Oct 19, 2018 News
President David Granger has assured that the Coalition Government is committed to transparency in the management of the oil and gas sector, promising to be prudent with revenues which will flow from oil production in 2020.
Delivering an address to Members of Parliament (MPs) following the annual Parliamentary recess, President Granger outlined Government’s legislative plan for the upcoming session and provided an update on the state of affairs in the country.
According to Granger, Government is taking steps to ensure that the revenues which accrue from the sector will not be squandered but, instead, will be invested strategically in building human and institutional capacity, addressing infrastructural deficit and providing economic security for future generations.
Granger told Parliament, which saw attendance from the Diplomatic Corps that this would be done through a Natural Resources Fund (NRF) which will be established before first oil in 2020.
“It is being reviewed by Cabinet and the revised legislation will be laid in the National Assembly next month. This legislation is comprehensive and will ensure that revenues from petroleum are managed in a transparent and accountable manner,” Granger stated.
He indicated that the legislation, as it stands, meets 21 of the 24 Santiago Principles with the other three principles being met once the legislation comes into force.
“Your government will ensure that oil revenues are prudently managed for the present and future generations in accordance with our objective of securing the good life for all,” Granger stated. He assured that Government has already begun to build the capacity of key agencies concerned with management of the NRF and has developed an implementation plan to ensure that the Fund is fully operational in 2019 prior to first oil.

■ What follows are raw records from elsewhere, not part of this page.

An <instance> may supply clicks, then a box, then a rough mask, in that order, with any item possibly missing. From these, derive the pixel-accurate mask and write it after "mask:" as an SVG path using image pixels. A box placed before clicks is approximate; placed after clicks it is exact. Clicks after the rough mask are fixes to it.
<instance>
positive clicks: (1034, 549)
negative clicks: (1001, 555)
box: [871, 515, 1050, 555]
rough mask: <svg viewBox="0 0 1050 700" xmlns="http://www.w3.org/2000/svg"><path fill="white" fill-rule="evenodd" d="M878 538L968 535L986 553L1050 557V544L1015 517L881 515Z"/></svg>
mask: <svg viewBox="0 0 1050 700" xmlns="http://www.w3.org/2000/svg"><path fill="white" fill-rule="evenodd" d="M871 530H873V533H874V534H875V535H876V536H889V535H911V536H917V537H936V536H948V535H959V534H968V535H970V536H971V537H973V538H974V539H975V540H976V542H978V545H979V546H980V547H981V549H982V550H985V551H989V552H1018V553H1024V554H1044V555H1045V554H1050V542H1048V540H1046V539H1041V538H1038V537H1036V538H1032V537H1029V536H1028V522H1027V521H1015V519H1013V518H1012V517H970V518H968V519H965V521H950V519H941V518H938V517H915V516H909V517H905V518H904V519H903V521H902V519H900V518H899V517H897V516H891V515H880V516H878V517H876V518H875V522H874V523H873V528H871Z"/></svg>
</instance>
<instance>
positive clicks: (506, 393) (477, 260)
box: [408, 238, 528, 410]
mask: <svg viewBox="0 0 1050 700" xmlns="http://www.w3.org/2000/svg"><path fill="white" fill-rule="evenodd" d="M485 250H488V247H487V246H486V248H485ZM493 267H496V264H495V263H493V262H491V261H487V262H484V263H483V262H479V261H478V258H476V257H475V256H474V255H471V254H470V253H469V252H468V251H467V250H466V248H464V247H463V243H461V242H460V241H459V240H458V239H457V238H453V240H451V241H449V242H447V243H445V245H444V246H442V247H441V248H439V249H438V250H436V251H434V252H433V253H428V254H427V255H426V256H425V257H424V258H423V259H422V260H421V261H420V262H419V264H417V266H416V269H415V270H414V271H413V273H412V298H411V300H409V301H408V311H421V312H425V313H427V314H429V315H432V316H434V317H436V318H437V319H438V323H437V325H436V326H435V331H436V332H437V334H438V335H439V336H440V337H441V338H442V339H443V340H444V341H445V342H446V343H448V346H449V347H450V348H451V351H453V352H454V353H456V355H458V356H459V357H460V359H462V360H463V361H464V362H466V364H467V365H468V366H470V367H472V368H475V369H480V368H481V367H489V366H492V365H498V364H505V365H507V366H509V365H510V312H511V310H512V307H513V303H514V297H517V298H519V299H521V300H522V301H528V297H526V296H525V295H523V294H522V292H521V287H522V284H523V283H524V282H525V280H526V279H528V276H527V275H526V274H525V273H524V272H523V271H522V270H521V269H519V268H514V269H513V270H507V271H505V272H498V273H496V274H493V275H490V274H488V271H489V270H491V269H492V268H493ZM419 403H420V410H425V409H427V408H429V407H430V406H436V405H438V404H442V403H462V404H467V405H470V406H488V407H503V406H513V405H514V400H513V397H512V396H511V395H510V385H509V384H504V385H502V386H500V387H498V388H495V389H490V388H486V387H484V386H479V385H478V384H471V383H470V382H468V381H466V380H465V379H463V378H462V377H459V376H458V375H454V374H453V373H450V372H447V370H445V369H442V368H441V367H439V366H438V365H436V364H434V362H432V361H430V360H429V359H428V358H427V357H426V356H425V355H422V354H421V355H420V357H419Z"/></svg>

He said priority will be given to investments in human capital, particularly our public education system and key catalytic infrastructural projects that improve productivity and bridge the divide between the coastland and hinterland.
As it relates to other developments in the sector, Granger noted that work is continuing, also, on the Petroleum Commission Bill which has been re-drafted and forwarded to the Department of Energy for review.
Other legislation which the Department of Energy is reviewing includes amendments to the Petroleum (Exploration and Production) Act and Regulations.
“Your government is committed to transparency in the management of this sector. We have made public the petroleum contracts signed between investors and the Government of Guyana,” Granger stated.
Granger said that government has a packed legislative agenda to bring before the National Assembly in 2019. He highlighted a few including the Public Debt Management Bill, which will address reforms of the procurement system, as well as for improved expenditure planning, management and execution of the public sector investment programme.
According to Granger, the Mining Act and its Regulations are being comprehensively overhauled to ensure that mining is better regulated to ensure safety, efficiency and environmental sustainability through the Mining (Amendment) Bill.
He said amendments will also be tabled in respect of the Guyana Gold Board Act and its Regulations. He promised new regulations to reduce the use of mercury in the mining sector and to ensure better environmental practices on land and water resources.
Also scheduled to be tabled for this sitting is the Judicial Review Bill and the long-awaited Intellectual Property Rights Bill.
Granger stated that the Integrity Commission (Amendment) Bill will amend the schedule of declarants so as to more accurately reflect today’s range of senior public officers.
During his address, Granger received thunderous applause from the Government MPs and was heckled by the Opposition, People’s Progressive Party (PPP) when he addressed topical issues, including those related to the sugar industry.
Unlike last year when the Opposition greeted him with placards and drowned out his speech, Granger was allowed to deliver his speech relatively uninterrupted. The Opposition did not stand when the President was invited to address the Parliament or when he completed his address.
Opposite the Parliament Buildings, supporters from the two sides jostled to occupy the space behind the police barricades. Opposition Leader, Bharrat Jagdeo and other PPP MPs stopped to greet their supporters.
However, the PPP supporters eventually caved in to a counter group and left the area. As Granger arrived, he was greeted with chants of ‘Granger, Granger’ from a group of persons mostly decked out in A Partnership for National Unity (APNU) gear.
As the President departed the Parliament Buildings he stopped his motorcade, exited his car and shook hands with supporters. Other Government MPs did the same.